With the publication of each new AISC Specification & Code of Standard Practice, an accompanying Steel Construction Manual is published. In March 2011, AISC published the current 14th Edition Steel Construction Manual. The 14th Edition Manual is based on the 2010 Specification for Structural Steel Buildings and the 2010 Code of Standard Practice for Steel Building and Bridges. This publication is found on the desk of almost every practicing structural engineer as well as most structural engineering students. More information is available at www.aisc.org/bookstore.

The latest version of the AISC Steel Construction Manual is 2014.

AISC Design Guides[edit]

Recognizing the wide range of projects that design professionals are called upon to handle, AISC has produced design guides to help the practicing engineer. The design guides are intended to be informational, not normative, and as such compile and organize the thoughts and suggestions of their authors on particular technical and market focused topics.

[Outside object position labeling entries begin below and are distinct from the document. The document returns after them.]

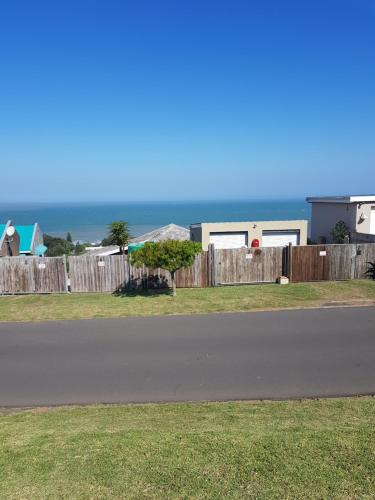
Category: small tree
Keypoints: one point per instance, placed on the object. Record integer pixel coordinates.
(340, 232)
(371, 270)
(119, 234)
(170, 255)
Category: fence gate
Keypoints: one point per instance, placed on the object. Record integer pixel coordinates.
(248, 265)
(365, 253)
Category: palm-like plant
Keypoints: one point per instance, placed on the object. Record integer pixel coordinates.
(371, 270)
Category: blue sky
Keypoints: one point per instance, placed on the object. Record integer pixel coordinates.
(181, 100)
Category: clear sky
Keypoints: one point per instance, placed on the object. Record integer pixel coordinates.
(196, 99)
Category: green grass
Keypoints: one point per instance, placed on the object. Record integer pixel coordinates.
(306, 450)
(188, 301)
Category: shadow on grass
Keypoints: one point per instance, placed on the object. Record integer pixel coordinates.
(150, 294)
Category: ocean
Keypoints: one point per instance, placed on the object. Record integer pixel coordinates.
(88, 222)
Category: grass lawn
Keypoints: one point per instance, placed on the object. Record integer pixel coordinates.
(188, 301)
(310, 449)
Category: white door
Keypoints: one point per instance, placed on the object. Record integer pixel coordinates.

All design guides bring the collective experience and knowledge of the author and reviewers, including fabricators, engineers, professors, researchers, and practitioners in the engineering and construction industries. Currently, there are 26 Design Guides on topics including: Blast Resistant Structures; Hollow Structural Sections; Constructability of Steel Buildings; Fire Resistance of Structural Steel Framing; and Steel-Framed Open Deck Park Structures. More information is available at www.aisc.org/bookstore.

Periodicals[edit]

Modern Steel Construction magazine[edit]

Modern Steel Construction[1] (MSC) is the monthly publication of the steel design and construction industry. MSC brings its readership in-depth information on the newest and most advanced uses of structural steel in buildings and bridges by focusing on innovative and cost-effective steel designs and the products that help bring them to life.

MSC is directed exclusively to professionals in the construction industry who make and influence purchasing decisions—whether they are engineers, architects, building owners, contractors, fabricators, detailers or erectors.

MSC is the only magazine in the United States devoted exclusively to the design and construction of steel-framed structures. The current issue and every back issue can be read at www.modernsteel.com.

AISC Engineering Journal[edit]

Engineering Journal (ISSN 0013-8029) is AISC's quarterly technical journal. It is a peer-reviewed publication dedicated to the improvement and advancement of structural steel construction. 'Engineering Journal has been the premier U.S. technical journal for structural steel construction since its beginnings in 1964.

Notes[edit]

  1. ^ Modern Steel Construction

References[edit]

  • Gillette, Leslie H. (1980). The First 60 Years: The American Institute of Steel Construction, Inc. 1921–1980. Chicago, IL: American Institute of Steel Construction, Inc.